Why did the chicken cross the road?
ARISTOTLE: It is the nature of chickens to cross the road .
GEORGE W. BUSH: We don't really care why the chicken crossed the road. We just want to know if the chicken is on our side of the road or not. The chicken is either with us or against us.
There is no middle ground here.
DONALD RUMSFELD: Now to the left of the screen, you can clearly see the satellite image of the chicken crossing the road.
ALBERT EINSTEIN: Did the chicken really cross the road, or did the road move beneath the chicken?
COLONEL SANDERS: Did I miss one?
JOHN LENNON: Imagine all the chickens in the world crossing roads together - in peace.
Ever fancied playing chicken? ...Close your eyes and pray!
Labels: daft stuff
14 Comments:
The chicken crossed the road because it was practicing to become a Roman Catholic?
Because it wanted to read the sign telling it how long it could park its car..
Because it was very angry with the road...
thanks for the laugh....
my across-the-street neighbor housed his chicken, for a period of time, on my property in exchange for weed-wacking and such.
the arrangement broke down because the chicken kept getting out and crossing the road, which meant whoever was driving by had to park and come and tell me that "my" chicken was out playing in the road again.
Caro, a chicken with road rage?
Hayden, amusing anecdote!
I've never wacked weeds before! What is that?
There are more chickens than humans on the planet!
Which Came First???
According to National Geographic, scientists have settled the old dispute
over which came first --
the chicken or the egg.
They say that reptiles were laying eggs millions of years before
chickens appeared, and the first chicken came from an egg laid by a bird that was not quite a chicken. That seems to answer the question. The EGG came first
SID VICIOUS: "Because he was stapled to my face! Hah! Uhhh! Hey, man...like...got any heroin?"
H.E. don't forget to add to that all those humans who are chickens! No wonder the world is fowl!
Quite an omelette, this old dispute but these eggheads may be right after all.
Sal, can you imagine anyone ever ruffling Sid's feathers?
Had to be a hero on heroin! Sex on the brain, again!
scary vid. There are some crazy peeps around!
humm... weed wackers.... it's a motor-driven thing on a pole... the head (at the end of the pole that you hold parallel to the ground) has a plastic string that wacks around in a circle and cuts the weeds... oh, wait... maybe you know them by the name of string trimmer.
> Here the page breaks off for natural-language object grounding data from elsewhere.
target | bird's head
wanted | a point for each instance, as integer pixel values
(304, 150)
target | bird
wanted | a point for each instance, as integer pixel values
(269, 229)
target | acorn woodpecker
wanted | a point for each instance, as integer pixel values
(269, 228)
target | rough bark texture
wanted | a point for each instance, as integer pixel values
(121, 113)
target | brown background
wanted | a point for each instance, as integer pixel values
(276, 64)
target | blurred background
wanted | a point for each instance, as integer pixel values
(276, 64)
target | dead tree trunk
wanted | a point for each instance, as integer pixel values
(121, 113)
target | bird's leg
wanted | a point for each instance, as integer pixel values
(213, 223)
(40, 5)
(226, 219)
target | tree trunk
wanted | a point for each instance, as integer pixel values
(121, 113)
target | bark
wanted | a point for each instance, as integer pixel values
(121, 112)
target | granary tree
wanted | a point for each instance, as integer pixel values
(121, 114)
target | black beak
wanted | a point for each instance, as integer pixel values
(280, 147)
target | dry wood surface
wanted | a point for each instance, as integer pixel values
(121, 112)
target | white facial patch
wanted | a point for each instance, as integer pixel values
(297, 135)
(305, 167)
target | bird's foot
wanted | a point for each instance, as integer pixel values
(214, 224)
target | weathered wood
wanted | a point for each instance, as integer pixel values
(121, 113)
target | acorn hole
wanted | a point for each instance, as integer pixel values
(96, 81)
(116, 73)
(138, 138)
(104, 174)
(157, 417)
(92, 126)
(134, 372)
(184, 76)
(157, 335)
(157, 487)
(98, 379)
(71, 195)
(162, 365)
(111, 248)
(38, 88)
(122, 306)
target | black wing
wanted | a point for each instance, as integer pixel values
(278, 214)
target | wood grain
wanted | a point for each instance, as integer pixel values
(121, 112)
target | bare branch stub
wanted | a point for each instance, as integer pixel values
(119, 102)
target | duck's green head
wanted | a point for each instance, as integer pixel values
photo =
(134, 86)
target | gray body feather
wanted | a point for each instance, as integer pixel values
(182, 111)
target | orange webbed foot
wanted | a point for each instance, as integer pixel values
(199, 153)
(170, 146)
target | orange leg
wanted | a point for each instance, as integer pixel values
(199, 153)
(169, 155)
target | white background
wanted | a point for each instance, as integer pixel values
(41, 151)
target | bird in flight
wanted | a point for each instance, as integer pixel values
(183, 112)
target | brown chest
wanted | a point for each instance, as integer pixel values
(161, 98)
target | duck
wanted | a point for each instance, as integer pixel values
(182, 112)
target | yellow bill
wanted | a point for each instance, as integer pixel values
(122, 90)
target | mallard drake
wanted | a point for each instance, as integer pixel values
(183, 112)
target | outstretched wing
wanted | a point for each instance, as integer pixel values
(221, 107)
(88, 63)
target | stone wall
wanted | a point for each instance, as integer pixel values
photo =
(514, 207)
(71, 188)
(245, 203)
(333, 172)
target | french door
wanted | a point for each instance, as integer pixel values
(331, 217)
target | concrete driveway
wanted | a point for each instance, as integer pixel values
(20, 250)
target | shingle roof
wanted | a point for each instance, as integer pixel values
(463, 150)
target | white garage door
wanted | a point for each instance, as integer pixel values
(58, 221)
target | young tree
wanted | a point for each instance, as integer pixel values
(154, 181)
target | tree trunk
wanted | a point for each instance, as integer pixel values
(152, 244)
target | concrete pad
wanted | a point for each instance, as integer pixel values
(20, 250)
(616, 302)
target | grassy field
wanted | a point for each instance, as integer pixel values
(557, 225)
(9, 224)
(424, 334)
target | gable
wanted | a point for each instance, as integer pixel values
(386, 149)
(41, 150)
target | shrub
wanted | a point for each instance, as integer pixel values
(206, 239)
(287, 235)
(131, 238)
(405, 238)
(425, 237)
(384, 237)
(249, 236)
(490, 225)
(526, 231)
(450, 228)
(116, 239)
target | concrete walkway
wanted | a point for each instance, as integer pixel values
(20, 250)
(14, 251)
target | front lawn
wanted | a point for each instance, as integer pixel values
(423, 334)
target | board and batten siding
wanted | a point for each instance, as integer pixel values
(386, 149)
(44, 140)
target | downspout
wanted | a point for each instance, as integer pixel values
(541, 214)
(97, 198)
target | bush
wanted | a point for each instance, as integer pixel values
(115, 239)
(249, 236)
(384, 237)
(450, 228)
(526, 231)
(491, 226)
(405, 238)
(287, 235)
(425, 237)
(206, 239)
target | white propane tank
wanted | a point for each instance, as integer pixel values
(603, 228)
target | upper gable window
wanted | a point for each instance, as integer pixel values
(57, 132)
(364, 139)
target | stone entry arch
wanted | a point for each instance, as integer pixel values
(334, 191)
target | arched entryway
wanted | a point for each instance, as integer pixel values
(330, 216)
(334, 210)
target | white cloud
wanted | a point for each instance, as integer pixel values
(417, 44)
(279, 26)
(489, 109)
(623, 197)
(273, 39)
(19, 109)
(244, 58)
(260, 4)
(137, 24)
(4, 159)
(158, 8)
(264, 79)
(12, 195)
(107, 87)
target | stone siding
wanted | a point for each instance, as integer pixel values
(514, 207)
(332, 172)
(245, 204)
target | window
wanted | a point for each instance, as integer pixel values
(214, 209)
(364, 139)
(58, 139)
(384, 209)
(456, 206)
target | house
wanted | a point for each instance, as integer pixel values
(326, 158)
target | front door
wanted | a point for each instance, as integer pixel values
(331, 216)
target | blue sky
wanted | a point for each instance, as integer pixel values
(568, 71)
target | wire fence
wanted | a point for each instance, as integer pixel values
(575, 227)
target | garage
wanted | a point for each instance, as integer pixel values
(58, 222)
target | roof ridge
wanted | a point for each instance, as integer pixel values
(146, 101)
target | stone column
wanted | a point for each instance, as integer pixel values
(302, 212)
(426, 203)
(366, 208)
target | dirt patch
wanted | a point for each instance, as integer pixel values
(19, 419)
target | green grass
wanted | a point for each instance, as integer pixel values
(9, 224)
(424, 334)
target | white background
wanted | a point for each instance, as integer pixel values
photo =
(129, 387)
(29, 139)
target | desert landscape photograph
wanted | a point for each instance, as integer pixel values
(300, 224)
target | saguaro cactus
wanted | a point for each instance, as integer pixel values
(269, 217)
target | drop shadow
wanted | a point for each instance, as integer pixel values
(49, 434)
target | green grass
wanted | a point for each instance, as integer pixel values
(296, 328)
but then, if you're sufficiently urban, you may never encounter them. I didn't discover them until I moved out of SF proper.
Crazy vid. I would've pee'd my panties and cried!
I know Lettie! Some crazy peeps who are too chicken to cross the road!!!
Thanks Hayden! Explains a lot!
Christine, go and get changed right now!
Great video! Where I live crossing the road can be kind of like that too.
Oooh, Hayden, I hate those weed whackers...whipper snapper...they are loud, obnoxious. I didn't know chickens whacked weeds.
No chicken don't get a chance to cross them roads here, Cream. A car would whack it down and before you know it, it's curry in somebody's pot.
Great vid Cream, the nearest to traffic we get is a tractor and err maybe a chicken....could tell a joke but may be a bit rude!
great post marra
I wasn't sure we were going to make it.